Twelve years ago Sieunarine Ganar paid US$20,000 for the kidney he currently has inside his body.
Ganar, 67, says it was a “steal of a deal.”
When Ganar was diagnosed with renal failure and required a kidney transplant, the National Organ Transplant Unit (NOTU) of the Ministry of Health was not yet established in this country and therefore the surgery was not free.
The private hospitals at that time valued a kidney transplant at $450,000 and any person hoping to get a kidney needed to produce their own donor.
So in an effort to find a kidney Ganar placed his name on the waiting list for a transplant in New York.
Ganar was number 40,000 on that waiting list.
Three Sundays ago, Guardian Media Ltd launched Gift of Life, a campaign to promote public awareness about organ donation and transplant with the aim of encouraging citizens to augment this country’s donor pool.
This week we take a look at the circumstances Ganar had to endure in order to get another lease on life.
It hit me like a truck
Ganar worked at Hilton Trinidad for over 40 years.

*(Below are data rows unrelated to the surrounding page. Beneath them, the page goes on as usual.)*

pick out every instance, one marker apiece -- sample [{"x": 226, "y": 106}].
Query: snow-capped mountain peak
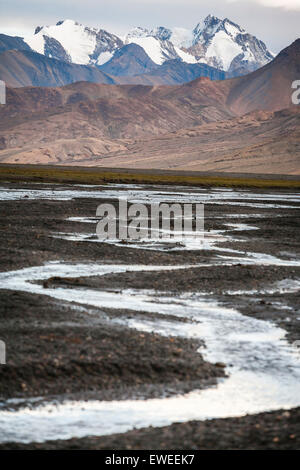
[
  {"x": 220, "y": 43},
  {"x": 227, "y": 46},
  {"x": 73, "y": 42}
]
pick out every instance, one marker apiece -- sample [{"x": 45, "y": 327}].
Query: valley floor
[{"x": 60, "y": 349}]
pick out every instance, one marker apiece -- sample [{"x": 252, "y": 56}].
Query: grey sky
[{"x": 274, "y": 21}]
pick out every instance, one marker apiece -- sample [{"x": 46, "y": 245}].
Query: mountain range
[
  {"x": 69, "y": 51},
  {"x": 247, "y": 123}
]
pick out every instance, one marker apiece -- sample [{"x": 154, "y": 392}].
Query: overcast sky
[{"x": 276, "y": 22}]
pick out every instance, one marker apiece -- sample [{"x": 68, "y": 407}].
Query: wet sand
[{"x": 59, "y": 350}]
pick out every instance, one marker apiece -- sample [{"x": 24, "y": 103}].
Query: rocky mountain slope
[
  {"x": 28, "y": 68},
  {"x": 259, "y": 142},
  {"x": 202, "y": 124}
]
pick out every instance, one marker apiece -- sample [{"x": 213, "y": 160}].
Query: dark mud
[
  {"x": 266, "y": 431},
  {"x": 57, "y": 348}
]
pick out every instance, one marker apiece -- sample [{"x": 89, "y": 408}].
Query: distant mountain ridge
[
  {"x": 219, "y": 43},
  {"x": 239, "y": 123},
  {"x": 69, "y": 51}
]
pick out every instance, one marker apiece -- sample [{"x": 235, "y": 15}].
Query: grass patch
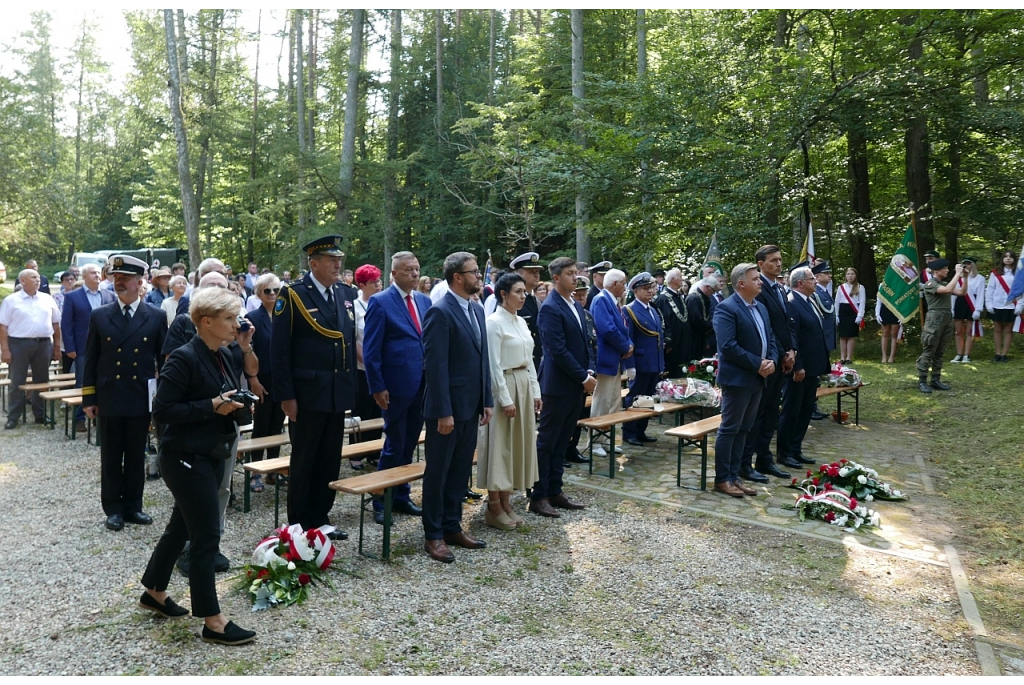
[{"x": 975, "y": 442}]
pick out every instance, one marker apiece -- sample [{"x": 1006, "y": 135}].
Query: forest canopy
[{"x": 630, "y": 135}]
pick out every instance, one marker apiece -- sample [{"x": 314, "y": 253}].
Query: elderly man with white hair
[
  {"x": 614, "y": 348},
  {"x": 30, "y": 336}
]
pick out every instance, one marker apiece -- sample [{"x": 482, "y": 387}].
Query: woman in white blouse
[
  {"x": 998, "y": 306},
  {"x": 967, "y": 312},
  {"x": 507, "y": 445},
  {"x": 851, "y": 300}
]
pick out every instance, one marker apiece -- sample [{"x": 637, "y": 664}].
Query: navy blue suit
[
  {"x": 392, "y": 354},
  {"x": 121, "y": 357},
  {"x": 798, "y": 398},
  {"x": 566, "y": 359},
  {"x": 458, "y": 385},
  {"x": 759, "y": 439},
  {"x": 313, "y": 362},
  {"x": 739, "y": 348},
  {"x": 648, "y": 354},
  {"x": 75, "y": 329}
]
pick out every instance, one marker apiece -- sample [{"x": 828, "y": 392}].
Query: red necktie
[{"x": 412, "y": 312}]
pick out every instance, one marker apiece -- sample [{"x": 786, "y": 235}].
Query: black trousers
[
  {"x": 759, "y": 439},
  {"x": 122, "y": 459},
  {"x": 554, "y": 431},
  {"x": 268, "y": 419},
  {"x": 196, "y": 517},
  {"x": 450, "y": 463},
  {"x": 316, "y": 441}
]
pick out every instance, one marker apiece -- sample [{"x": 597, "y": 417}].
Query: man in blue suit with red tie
[
  {"x": 392, "y": 353},
  {"x": 748, "y": 355},
  {"x": 566, "y": 374}
]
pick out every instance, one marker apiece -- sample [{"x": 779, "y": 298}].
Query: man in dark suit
[
  {"x": 75, "y": 325},
  {"x": 647, "y": 333},
  {"x": 313, "y": 370},
  {"x": 457, "y": 401},
  {"x": 392, "y": 353},
  {"x": 566, "y": 374},
  {"x": 672, "y": 304},
  {"x": 798, "y": 399},
  {"x": 772, "y": 296},
  {"x": 122, "y": 355},
  {"x": 747, "y": 356}
]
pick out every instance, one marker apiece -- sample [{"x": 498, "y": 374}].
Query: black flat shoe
[
  {"x": 232, "y": 635},
  {"x": 168, "y": 609},
  {"x": 138, "y": 518}
]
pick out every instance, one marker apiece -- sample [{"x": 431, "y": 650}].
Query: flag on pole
[
  {"x": 807, "y": 254},
  {"x": 714, "y": 257},
  {"x": 900, "y": 288}
]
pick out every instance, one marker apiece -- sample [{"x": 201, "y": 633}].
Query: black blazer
[
  {"x": 189, "y": 379},
  {"x": 778, "y": 315}
]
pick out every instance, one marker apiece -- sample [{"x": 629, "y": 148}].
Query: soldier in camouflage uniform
[{"x": 938, "y": 329}]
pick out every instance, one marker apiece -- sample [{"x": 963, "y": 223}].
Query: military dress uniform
[
  {"x": 122, "y": 354},
  {"x": 313, "y": 362}
]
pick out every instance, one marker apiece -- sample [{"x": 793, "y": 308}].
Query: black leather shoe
[
  {"x": 407, "y": 507},
  {"x": 773, "y": 470},
  {"x": 748, "y": 474},
  {"x": 138, "y": 518},
  {"x": 221, "y": 564},
  {"x": 232, "y": 635},
  {"x": 168, "y": 609}
]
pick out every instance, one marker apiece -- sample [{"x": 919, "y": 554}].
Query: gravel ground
[{"x": 622, "y": 588}]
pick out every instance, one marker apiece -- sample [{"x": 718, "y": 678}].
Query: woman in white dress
[{"x": 507, "y": 445}]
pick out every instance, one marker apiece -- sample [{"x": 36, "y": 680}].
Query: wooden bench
[
  {"x": 693, "y": 434},
  {"x": 840, "y": 392}
]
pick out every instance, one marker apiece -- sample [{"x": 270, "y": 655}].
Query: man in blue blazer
[
  {"x": 566, "y": 375},
  {"x": 457, "y": 401},
  {"x": 748, "y": 355},
  {"x": 75, "y": 324},
  {"x": 647, "y": 333},
  {"x": 798, "y": 399},
  {"x": 392, "y": 353},
  {"x": 614, "y": 348}
]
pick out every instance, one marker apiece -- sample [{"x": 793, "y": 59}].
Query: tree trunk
[
  {"x": 188, "y": 210},
  {"x": 582, "y": 202},
  {"x": 860, "y": 203},
  {"x": 391, "y": 180},
  {"x": 351, "y": 119},
  {"x": 919, "y": 184}
]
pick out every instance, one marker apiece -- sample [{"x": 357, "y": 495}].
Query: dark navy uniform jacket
[
  {"x": 313, "y": 359},
  {"x": 121, "y": 357}
]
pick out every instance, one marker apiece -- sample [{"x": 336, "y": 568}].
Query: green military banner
[{"x": 900, "y": 290}]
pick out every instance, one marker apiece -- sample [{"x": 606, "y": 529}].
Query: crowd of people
[{"x": 496, "y": 364}]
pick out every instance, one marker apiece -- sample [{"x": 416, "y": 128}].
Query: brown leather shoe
[
  {"x": 462, "y": 540},
  {"x": 729, "y": 488},
  {"x": 438, "y": 550},
  {"x": 745, "y": 489},
  {"x": 544, "y": 508},
  {"x": 563, "y": 502}
]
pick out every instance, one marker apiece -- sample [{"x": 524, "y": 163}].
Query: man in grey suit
[{"x": 457, "y": 400}]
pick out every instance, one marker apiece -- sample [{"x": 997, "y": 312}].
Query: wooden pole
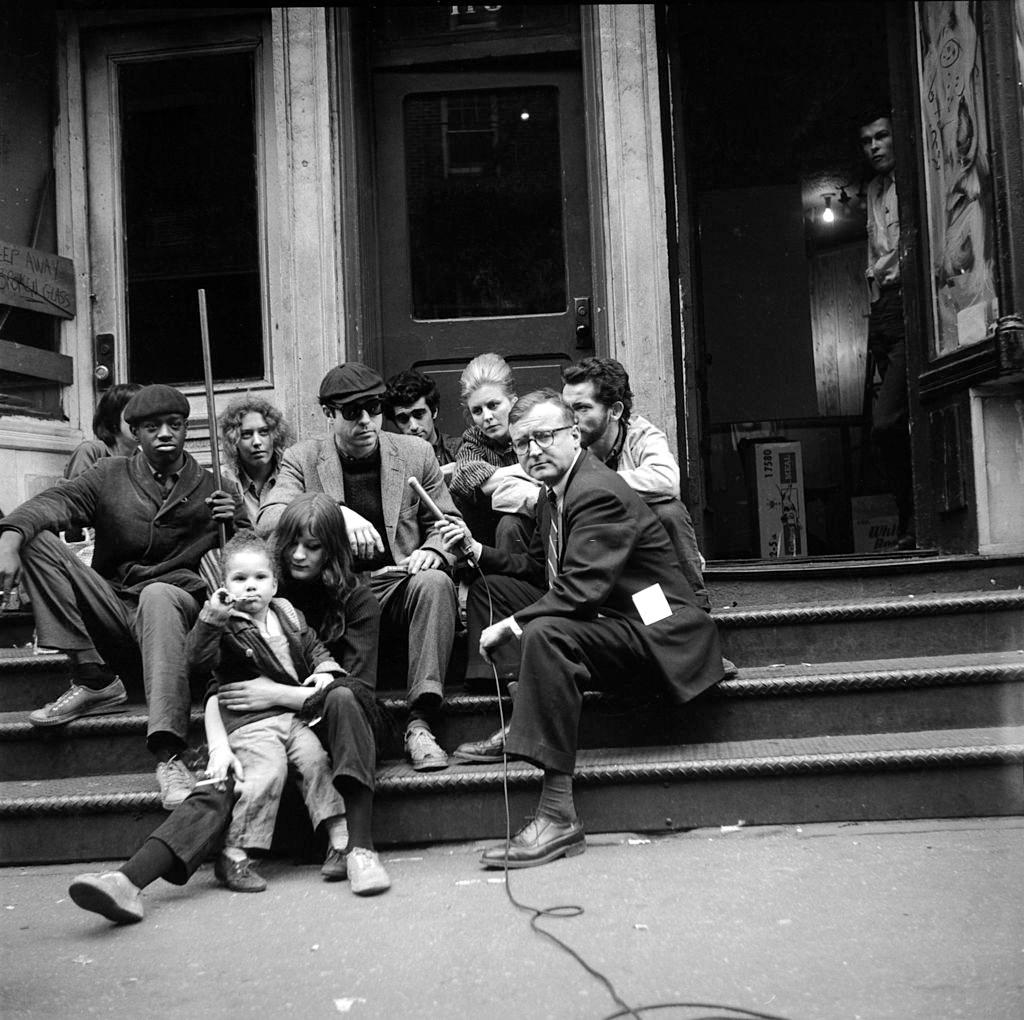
[{"x": 211, "y": 407}]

“I was talking good, good one day and then all of a sudden the next day I got really sick,” Ganar said.
Ganar visited his family doctor and was told that his immune system was low.
He had also lost his appetite.
Ganar said he eventually went to St Augustine Private Hospital where he was informed that he had renal failure.

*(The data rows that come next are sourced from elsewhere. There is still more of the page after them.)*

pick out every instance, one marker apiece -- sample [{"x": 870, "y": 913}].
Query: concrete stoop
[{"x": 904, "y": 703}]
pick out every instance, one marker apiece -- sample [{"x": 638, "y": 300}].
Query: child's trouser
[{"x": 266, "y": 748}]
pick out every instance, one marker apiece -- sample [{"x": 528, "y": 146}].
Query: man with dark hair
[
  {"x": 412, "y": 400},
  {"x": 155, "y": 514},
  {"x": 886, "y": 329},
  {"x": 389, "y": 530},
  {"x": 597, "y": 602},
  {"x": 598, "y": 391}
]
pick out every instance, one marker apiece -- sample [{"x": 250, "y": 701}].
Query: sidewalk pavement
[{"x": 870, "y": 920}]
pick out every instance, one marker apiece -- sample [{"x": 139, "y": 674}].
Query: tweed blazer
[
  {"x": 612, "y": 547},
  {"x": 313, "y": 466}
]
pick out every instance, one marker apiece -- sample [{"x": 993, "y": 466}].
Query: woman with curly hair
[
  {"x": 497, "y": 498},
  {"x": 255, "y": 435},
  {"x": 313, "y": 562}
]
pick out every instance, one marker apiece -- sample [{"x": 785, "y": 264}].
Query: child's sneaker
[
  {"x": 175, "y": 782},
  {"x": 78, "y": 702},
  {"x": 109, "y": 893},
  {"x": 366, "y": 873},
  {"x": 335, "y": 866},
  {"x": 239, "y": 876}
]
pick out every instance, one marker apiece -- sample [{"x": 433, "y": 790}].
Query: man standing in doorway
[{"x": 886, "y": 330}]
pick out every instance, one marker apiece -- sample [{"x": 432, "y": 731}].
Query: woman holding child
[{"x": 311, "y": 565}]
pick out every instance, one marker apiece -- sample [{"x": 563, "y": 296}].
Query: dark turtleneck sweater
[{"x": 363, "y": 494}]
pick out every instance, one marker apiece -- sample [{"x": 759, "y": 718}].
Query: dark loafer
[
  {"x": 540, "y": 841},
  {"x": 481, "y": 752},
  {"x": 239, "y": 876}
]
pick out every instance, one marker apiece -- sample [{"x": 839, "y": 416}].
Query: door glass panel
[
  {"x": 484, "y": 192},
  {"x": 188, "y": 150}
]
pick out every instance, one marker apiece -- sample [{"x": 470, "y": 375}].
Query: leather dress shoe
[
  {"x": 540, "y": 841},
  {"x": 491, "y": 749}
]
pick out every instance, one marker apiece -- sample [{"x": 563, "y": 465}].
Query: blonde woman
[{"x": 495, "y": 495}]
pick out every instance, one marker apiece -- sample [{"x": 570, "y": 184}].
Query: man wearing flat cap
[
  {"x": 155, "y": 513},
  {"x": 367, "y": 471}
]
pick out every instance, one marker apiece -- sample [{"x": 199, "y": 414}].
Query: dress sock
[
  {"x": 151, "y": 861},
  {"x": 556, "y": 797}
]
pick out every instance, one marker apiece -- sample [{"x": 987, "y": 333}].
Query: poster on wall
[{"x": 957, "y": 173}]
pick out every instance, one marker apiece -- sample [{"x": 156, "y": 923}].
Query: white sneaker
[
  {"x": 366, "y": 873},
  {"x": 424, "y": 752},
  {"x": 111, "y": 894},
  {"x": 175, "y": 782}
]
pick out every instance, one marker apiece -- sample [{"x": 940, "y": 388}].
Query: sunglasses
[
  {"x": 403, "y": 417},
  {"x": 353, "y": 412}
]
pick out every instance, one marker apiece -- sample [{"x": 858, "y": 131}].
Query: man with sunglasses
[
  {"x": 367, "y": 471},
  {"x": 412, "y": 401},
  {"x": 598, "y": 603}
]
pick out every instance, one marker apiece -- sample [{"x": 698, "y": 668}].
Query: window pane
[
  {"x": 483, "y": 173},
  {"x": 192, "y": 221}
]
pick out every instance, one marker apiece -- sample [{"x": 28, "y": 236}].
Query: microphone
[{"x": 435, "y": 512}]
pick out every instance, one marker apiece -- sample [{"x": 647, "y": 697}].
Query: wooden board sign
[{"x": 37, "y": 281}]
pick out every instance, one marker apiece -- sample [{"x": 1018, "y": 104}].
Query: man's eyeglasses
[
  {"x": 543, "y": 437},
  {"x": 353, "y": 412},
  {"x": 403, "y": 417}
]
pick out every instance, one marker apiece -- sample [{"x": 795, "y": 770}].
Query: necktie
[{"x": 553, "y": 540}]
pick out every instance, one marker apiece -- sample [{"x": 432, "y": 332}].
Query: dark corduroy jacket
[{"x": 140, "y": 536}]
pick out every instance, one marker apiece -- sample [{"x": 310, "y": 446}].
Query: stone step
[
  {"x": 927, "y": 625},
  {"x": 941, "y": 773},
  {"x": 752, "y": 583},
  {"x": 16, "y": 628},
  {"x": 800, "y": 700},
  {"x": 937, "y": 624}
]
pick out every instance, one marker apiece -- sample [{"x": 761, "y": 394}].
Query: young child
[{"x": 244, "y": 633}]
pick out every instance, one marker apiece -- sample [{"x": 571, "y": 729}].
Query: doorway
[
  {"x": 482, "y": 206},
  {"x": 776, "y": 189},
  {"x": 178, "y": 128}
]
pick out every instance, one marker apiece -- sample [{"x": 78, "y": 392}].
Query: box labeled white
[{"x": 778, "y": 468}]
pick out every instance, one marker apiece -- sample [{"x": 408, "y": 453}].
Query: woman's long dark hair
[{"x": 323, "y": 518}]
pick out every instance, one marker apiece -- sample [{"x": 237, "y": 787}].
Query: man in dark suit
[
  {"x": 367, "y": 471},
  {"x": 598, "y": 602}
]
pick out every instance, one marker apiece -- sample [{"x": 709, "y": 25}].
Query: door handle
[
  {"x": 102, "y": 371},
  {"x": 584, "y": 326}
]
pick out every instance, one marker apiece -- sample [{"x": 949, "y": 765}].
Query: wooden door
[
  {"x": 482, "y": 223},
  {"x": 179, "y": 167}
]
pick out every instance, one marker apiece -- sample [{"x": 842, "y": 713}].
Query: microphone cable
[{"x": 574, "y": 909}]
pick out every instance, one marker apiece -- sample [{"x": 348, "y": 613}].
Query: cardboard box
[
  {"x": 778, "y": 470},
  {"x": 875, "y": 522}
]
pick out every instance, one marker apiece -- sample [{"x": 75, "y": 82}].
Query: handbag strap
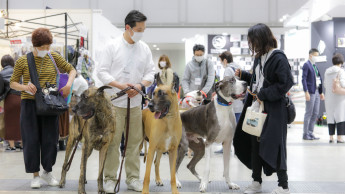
[
  {"x": 33, "y": 70},
  {"x": 57, "y": 70}
]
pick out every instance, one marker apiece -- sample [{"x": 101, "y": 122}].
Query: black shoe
[
  {"x": 307, "y": 137},
  {"x": 313, "y": 137},
  {"x": 62, "y": 145},
  {"x": 10, "y": 148}
]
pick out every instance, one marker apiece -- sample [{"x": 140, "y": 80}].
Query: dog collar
[{"x": 222, "y": 101}]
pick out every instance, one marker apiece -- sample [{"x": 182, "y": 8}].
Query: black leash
[{"x": 118, "y": 95}]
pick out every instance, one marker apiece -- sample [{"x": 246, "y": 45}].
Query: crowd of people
[{"x": 127, "y": 61}]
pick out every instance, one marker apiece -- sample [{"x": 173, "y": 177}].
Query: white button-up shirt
[{"x": 126, "y": 63}]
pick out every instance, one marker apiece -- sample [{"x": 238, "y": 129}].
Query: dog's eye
[{"x": 83, "y": 96}]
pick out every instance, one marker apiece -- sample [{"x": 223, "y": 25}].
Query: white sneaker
[
  {"x": 135, "y": 185},
  {"x": 49, "y": 178},
  {"x": 109, "y": 186},
  {"x": 36, "y": 182},
  {"x": 255, "y": 187},
  {"x": 280, "y": 190}
]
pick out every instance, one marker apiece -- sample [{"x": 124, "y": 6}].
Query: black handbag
[
  {"x": 291, "y": 110},
  {"x": 49, "y": 101}
]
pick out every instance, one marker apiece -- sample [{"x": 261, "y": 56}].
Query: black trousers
[
  {"x": 340, "y": 128},
  {"x": 257, "y": 165},
  {"x": 40, "y": 135}
]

“When I went to St Augustine Private Hospital the doctor told me I had kidney failure. That was like a train bounce me because I knew about it, I knew about people who had kidney failure and so forth and I felt like I just did not want to live anymore,” Ganar said.
After the initial blow caused by the diagnosis, Ganar said he “decided to take it one day at a time.”
Ganar started dialysis at the Eric Williams Medical Sciences Complex in Mt Hope.
However, Ganar said he did not feel any better following his dialysis treatment.
Ganar was hit with a price tag of $450,000 when he enquired about the transplant from private hospitals.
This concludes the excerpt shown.